When they tightened up in the JJz years, recognizing that they did indeed rock, the band and crowd gelled even more. Later when Andy, Joe’s brother, filled in and then joined the band, the band sound was complete. Fat Mike posed for pictures with only three people the day he and his guitar player plus a drummer played LA’s city hall park during Occupy’s last Sunday. Matt of Strike Twelve was one of them.

Onstage for the acoustic set were Andy seated with a Spanish guitar, Matt standing in the middle, his customary spot in the band lineup, playing his black acoustic Ovation, and Joeon the wing clutching a black with white trim, four string acoustic bass.
The 12 song selection included a number of new releases like San Francisco, The Coast, a road trip rocker, Zom B Nation II, and Toilet, the latest comedy jingle-flavored, self-effacing, put-upon, everything-i-touch-turns-to-shit punk rock ‘n’ roll song off ST’s November 2012 released CD, Moonshine, on Felony records. This CD includes a number of serious themed songs like All A Riot (heartbreak/drama duet with Tawnie sans The Replacements), Washed Away (drug overdose, see Hillbilly Heroin – archives),and Unity, a 99% anthem, showing the guys have matured past typical punk rants to political social comment punk.

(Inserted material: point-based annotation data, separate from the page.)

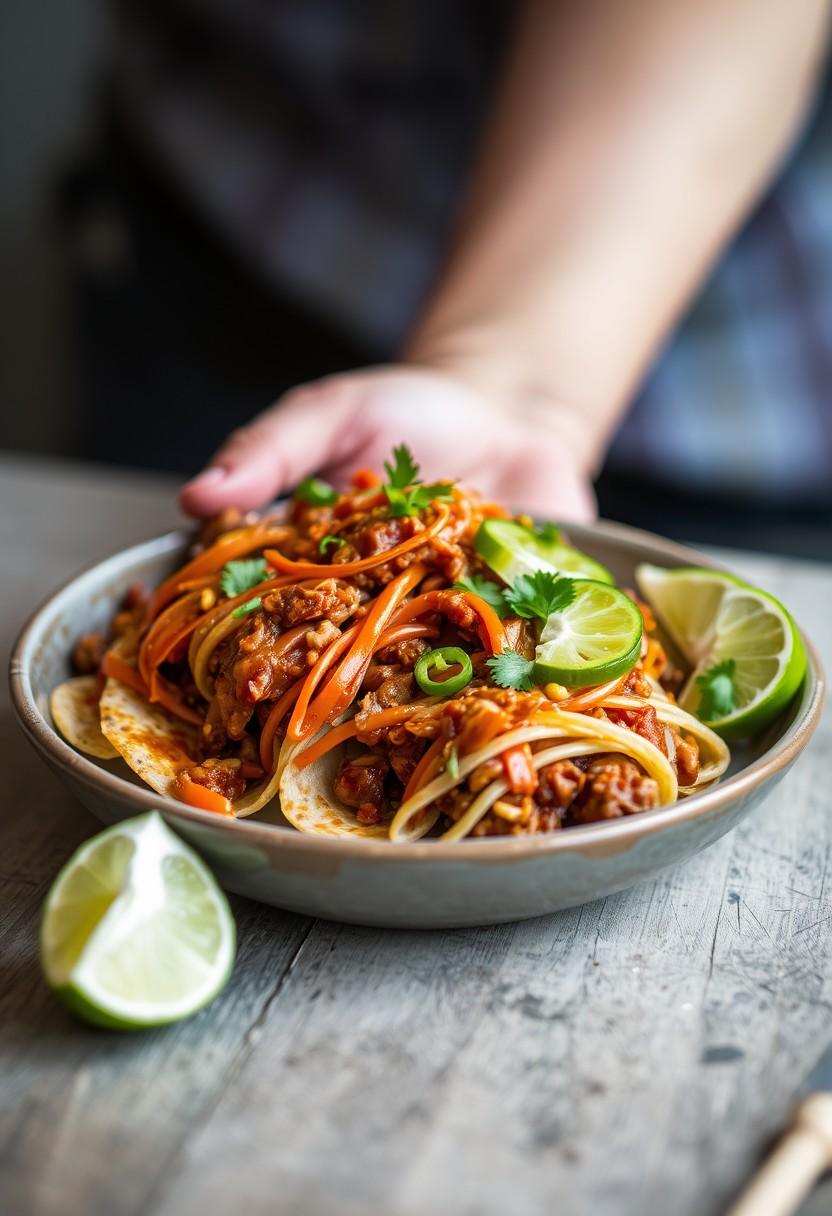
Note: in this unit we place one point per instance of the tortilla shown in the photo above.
(158, 746)
(308, 801)
(74, 709)
(153, 743)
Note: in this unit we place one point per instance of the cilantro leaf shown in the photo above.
(540, 594)
(404, 469)
(487, 590)
(327, 541)
(249, 606)
(241, 575)
(718, 697)
(511, 670)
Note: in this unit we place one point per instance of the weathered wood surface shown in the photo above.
(628, 1057)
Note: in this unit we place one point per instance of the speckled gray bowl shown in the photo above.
(428, 884)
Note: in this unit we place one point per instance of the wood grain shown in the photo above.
(631, 1056)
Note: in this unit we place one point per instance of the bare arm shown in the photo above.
(628, 141)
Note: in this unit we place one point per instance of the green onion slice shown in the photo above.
(440, 662)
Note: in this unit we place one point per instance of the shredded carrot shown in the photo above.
(116, 666)
(195, 794)
(490, 630)
(346, 569)
(175, 621)
(580, 702)
(520, 773)
(426, 769)
(273, 721)
(365, 479)
(380, 721)
(226, 549)
(344, 682)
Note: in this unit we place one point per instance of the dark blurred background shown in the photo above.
(178, 183)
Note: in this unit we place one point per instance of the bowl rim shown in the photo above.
(588, 838)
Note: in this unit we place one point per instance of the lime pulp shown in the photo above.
(135, 929)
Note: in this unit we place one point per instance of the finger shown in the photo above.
(303, 432)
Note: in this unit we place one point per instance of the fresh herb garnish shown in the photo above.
(511, 670)
(718, 694)
(315, 491)
(453, 765)
(241, 575)
(249, 606)
(487, 590)
(540, 594)
(404, 490)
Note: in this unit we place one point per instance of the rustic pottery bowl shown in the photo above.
(427, 884)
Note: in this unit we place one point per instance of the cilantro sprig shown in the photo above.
(241, 575)
(539, 594)
(718, 694)
(487, 590)
(404, 489)
(511, 670)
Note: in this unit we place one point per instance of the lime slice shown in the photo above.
(594, 639)
(510, 550)
(715, 619)
(135, 930)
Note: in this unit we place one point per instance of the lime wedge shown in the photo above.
(596, 637)
(509, 549)
(720, 623)
(135, 930)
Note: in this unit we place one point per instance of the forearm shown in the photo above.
(627, 144)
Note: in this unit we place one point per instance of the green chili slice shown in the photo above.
(315, 491)
(442, 660)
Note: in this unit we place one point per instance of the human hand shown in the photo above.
(453, 428)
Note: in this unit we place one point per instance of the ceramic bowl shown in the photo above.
(427, 884)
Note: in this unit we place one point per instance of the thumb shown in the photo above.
(303, 432)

The remainder of the set had the boys doing songs with a more hedonistic (these are college grads, therefore not vulgar just libertine) motif that were prior releases though some are remastered and on Moonshine. These gems would include The Beer Pong Song, a reality TV show theme song waiting to happen and the song that used to make me blush at JJz shows, Daddy’s Little Girl,plus the high school locker room plea Bad Sex, a hilarious send-up to awkward teenage sex years.

Though the songs are familiar and available on CDs in their plugged-in amplified versions, to see/hear the band play these songs acoustic A cappella, each person strumming, picking, singing, up close and personal just inches above the floor, being amplified by the old JJz equipment first used by Johnny, original owner of Java Joz, added that old magic to a band that keeps kicking ass with new music that’s relevant and catchy. Watch Strike Twelve locally next at The Vault with Buck-O-Nine, Feb. 8, 2013.